Bonnie Sigers, safe environment manager for the Diocese of Charleston, which includes St. Anne and St. Anthony locally, said the program has been in place for a decade now.

“In response to the allegations in 2005, the bishops in the United States created the Charter for the Protection of Children and Young People,” Sigers said. “It outlined what dioceses needed to do to create and maintain safe environments. So we derive our policies from that charter.”

Sigers said all Catholic churches use the charter as a base point for their training. The curriculum used by the Diocese of Charleston is VIRTUS, a program created by The National Catholic Risk Retention Group, Inc.

“All employees and any volunteers that work with children have to go through a background screening, because we have to know all that we can about them,” Sigers said. “They have to attend an education session on how to prevent child sex abuse, have to read and sign a code of conduct for their interactions with children and have to sign-off that they’ve read our policy. All of those things are kept at every parish and school.”

Aside from the training that adults go through, Sigers said, a curriculum is in place for children as well.

“I do want to stress that we are teaching prevention education only, not sex education,” Sigers said. “We teach the children about boundaries and what types of things are appropriate. We really do try to come at it from all angles. We know who is with kids at all times and that we’ve done everything we can to know that they are not a danger.”

Mike Meggs has been a youth pastor at St. Anthony for 14 years. He said the process new volunteers have to go through is extensive.
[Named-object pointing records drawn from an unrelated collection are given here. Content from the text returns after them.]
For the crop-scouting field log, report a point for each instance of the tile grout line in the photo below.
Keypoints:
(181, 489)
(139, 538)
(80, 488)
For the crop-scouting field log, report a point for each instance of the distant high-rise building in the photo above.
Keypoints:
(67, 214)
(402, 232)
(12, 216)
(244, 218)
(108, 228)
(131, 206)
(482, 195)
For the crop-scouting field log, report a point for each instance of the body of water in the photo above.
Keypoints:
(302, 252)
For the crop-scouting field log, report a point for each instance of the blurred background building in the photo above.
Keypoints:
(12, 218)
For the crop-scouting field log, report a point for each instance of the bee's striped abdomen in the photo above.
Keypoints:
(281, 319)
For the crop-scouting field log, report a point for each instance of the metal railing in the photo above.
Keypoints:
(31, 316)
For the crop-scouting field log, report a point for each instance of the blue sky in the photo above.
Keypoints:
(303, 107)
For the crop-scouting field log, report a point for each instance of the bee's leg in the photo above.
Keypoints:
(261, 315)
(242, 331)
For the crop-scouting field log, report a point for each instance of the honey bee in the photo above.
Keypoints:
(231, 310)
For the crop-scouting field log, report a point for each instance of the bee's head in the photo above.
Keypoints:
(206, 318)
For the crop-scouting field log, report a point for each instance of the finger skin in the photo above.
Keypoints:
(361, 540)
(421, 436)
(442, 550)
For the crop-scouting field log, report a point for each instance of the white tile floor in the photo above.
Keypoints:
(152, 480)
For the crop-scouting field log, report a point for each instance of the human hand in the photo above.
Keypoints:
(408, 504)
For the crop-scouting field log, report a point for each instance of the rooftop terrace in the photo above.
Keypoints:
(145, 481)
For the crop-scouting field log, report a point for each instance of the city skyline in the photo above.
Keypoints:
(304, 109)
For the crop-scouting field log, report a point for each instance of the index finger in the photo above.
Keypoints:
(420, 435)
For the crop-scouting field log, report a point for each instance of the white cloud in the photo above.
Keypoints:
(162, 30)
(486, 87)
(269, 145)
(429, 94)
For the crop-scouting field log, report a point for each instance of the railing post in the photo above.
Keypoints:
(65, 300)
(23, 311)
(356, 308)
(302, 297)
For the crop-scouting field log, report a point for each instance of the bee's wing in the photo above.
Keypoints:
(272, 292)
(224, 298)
“Even the people who volunteer with me, helping to drive when we go bowling or whatever, they have to take the class and do a 10- to 12-page background check,” Meggs said. “Even for people like me, a youth pastor, I have to take a class monthly online, as an update to the class.”
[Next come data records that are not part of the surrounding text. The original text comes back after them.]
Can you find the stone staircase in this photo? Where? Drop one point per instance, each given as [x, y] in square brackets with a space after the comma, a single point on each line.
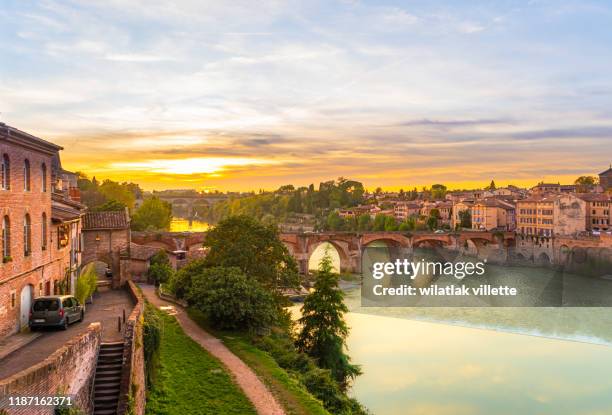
[108, 378]
[104, 285]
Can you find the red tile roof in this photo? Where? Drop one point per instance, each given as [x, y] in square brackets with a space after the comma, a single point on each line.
[106, 220]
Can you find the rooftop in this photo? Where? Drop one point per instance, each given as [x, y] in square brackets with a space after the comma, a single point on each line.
[106, 220]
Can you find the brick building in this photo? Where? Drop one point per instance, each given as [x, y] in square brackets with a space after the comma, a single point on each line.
[605, 179]
[598, 211]
[40, 226]
[106, 234]
[549, 215]
[493, 214]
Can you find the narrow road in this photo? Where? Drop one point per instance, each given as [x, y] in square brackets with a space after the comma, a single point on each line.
[107, 307]
[251, 385]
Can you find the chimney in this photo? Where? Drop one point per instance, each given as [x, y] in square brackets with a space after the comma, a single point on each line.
[75, 194]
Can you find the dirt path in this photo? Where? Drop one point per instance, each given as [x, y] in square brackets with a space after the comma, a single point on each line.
[253, 388]
[107, 307]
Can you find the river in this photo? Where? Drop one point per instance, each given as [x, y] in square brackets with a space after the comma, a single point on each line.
[183, 225]
[472, 361]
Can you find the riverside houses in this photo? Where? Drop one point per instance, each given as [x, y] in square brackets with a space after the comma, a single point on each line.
[41, 226]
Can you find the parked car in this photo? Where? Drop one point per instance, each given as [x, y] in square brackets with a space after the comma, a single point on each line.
[55, 311]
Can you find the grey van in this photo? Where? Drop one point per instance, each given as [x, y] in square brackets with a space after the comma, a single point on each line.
[55, 311]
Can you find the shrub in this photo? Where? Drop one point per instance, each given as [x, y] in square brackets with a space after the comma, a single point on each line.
[152, 332]
[180, 281]
[230, 300]
[86, 283]
[160, 270]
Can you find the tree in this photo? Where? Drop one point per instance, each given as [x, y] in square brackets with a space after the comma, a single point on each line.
[390, 224]
[110, 206]
[465, 219]
[434, 217]
[243, 242]
[379, 222]
[584, 184]
[114, 191]
[160, 271]
[335, 222]
[438, 191]
[323, 329]
[154, 214]
[364, 222]
[86, 283]
[230, 300]
[180, 281]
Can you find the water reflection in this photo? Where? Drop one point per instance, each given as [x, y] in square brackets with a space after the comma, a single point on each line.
[476, 361]
[416, 367]
[184, 225]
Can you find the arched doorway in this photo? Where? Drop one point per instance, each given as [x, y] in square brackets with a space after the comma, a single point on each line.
[27, 294]
[543, 259]
[319, 252]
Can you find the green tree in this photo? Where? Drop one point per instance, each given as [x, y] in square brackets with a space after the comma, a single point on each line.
[230, 300]
[335, 222]
[110, 206]
[180, 281]
[154, 214]
[584, 184]
[160, 271]
[433, 219]
[379, 222]
[323, 328]
[114, 191]
[465, 219]
[438, 191]
[390, 224]
[86, 283]
[364, 222]
[243, 242]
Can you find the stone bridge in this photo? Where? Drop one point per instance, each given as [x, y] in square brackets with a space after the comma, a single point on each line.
[349, 245]
[185, 204]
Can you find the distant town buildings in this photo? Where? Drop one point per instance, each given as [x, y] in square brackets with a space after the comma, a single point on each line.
[605, 179]
[493, 214]
[550, 215]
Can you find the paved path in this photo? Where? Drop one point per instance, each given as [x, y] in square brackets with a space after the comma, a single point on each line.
[251, 385]
[106, 308]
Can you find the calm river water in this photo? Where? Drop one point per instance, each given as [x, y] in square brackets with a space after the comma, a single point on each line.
[471, 361]
[183, 225]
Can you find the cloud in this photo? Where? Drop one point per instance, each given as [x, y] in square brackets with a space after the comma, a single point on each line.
[457, 123]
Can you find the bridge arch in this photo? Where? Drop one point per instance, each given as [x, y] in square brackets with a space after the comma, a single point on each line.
[543, 259]
[341, 261]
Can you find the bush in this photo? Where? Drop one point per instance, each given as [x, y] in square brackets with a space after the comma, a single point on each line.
[230, 300]
[86, 283]
[319, 382]
[180, 281]
[160, 270]
[152, 332]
Meggs said that while some people may try to lay blame with the Catholic Church and its policy on celibacy for past abuse, no church or organization is completely immune, so parents need to be conscious of what their children are involved in.
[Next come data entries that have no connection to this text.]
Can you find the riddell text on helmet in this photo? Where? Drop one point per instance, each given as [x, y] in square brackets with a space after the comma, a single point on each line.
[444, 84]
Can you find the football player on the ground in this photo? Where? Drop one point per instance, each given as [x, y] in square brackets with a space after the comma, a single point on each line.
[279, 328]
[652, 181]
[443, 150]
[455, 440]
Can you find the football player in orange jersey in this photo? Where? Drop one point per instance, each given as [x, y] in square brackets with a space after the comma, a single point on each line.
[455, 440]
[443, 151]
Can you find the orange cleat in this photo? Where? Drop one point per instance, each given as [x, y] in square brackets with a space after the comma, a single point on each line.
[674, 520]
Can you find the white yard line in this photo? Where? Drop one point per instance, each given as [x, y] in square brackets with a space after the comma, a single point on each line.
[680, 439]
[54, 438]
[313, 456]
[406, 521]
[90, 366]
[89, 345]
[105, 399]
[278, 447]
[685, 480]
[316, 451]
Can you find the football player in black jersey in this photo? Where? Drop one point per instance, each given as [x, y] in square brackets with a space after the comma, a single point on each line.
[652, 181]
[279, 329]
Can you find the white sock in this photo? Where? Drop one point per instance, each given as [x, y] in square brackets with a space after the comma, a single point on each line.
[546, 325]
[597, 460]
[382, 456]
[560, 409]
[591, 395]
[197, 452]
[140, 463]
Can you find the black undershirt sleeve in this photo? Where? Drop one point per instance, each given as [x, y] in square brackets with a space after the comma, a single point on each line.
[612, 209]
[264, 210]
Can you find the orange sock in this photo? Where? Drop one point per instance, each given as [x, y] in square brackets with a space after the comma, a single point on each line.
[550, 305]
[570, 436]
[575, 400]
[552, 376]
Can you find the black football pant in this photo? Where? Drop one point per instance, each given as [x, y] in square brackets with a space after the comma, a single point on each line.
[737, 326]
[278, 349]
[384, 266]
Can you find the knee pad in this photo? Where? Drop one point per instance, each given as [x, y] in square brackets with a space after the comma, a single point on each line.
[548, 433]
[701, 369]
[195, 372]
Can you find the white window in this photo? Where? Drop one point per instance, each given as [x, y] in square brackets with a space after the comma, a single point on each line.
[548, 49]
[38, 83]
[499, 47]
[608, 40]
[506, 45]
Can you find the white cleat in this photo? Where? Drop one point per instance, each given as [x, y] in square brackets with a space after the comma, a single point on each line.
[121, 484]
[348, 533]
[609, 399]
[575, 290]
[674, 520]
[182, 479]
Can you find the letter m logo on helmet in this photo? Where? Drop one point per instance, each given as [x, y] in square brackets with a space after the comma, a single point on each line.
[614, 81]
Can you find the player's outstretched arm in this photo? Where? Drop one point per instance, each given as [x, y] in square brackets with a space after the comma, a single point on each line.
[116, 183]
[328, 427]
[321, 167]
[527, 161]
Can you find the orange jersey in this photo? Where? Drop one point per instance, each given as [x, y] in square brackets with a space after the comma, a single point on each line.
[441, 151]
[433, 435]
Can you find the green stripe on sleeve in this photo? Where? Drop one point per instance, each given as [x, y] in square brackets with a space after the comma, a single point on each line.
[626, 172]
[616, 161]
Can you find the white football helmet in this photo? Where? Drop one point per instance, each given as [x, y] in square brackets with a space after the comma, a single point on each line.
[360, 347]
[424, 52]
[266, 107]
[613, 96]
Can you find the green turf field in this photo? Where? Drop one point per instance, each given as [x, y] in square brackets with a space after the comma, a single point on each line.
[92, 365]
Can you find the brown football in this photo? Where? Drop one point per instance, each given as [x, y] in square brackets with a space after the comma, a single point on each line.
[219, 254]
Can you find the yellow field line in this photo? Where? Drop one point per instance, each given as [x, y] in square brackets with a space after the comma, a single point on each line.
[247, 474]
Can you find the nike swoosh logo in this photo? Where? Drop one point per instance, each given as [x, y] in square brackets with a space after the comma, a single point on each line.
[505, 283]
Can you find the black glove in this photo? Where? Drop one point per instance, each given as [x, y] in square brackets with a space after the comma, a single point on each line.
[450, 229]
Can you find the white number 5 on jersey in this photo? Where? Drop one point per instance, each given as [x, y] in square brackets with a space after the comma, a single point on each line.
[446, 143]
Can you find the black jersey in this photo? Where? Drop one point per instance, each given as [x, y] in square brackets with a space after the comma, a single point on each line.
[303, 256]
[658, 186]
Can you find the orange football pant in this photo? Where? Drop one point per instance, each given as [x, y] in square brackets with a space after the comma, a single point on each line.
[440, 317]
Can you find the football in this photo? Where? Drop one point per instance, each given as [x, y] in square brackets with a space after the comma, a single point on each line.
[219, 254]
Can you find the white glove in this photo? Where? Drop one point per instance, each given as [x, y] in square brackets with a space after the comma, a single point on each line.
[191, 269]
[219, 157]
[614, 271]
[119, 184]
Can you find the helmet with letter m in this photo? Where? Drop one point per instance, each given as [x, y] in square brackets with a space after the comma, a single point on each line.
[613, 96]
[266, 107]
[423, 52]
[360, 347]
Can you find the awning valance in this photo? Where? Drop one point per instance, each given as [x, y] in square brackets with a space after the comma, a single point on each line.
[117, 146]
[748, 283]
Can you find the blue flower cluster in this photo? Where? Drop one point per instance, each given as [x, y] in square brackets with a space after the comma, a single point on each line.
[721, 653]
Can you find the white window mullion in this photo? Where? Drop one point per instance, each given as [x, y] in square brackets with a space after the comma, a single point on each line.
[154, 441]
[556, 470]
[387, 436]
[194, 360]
“There are just as many Protestants pastors that have been caught, so it is not about the Catholic priest being celibate,” Meggs said. “Going through this class didn’t make me feel better or worse because I just always try to use good judgment. If someone makes me feel uncomfortable, I keep an eye on them. I think that more parents just need to be aware, not even just at church but with baseball and Boy Scouts, all those places. Don’t just drop your kid off and leave; hang around and see what is going on.”

He acknowledged that the prevention program could put some people’s minds more at ease.

“As a parent, knowing that everyone went through the class and background check may make you feel a little better,” Meggs said.

Sigers said it is important for volunteers to remember that they are responsible for the safety and well-being of the children or youth they work with and that if people violate the set boundaries or regulations, they are removed.

“Children are not our friends,” Sigers said. “They are our charges.”

Meggs and Sigars both said that aside from preventative training, there is also help for people who have been victimized.

Sigars said that after taking a training course, people have told her about past abuse and she was able to direct them to someone able to help them deal with the trauma.

Meggs said that around his church there are stickers and pamphlets that give instructions on what to do if someone knows that there is abuse taking place.

Overall, Sigers said, she is passionate about her job because she wants to help create a safer place for children.

“We live in a world where children are in danger,” Sigers said. “We have learned that responsible adults can change the instances of child sexual abuse, not children. As responsible adults this is how we respond; we are educated, we do everything we need to do, so that we can be protectors of children.”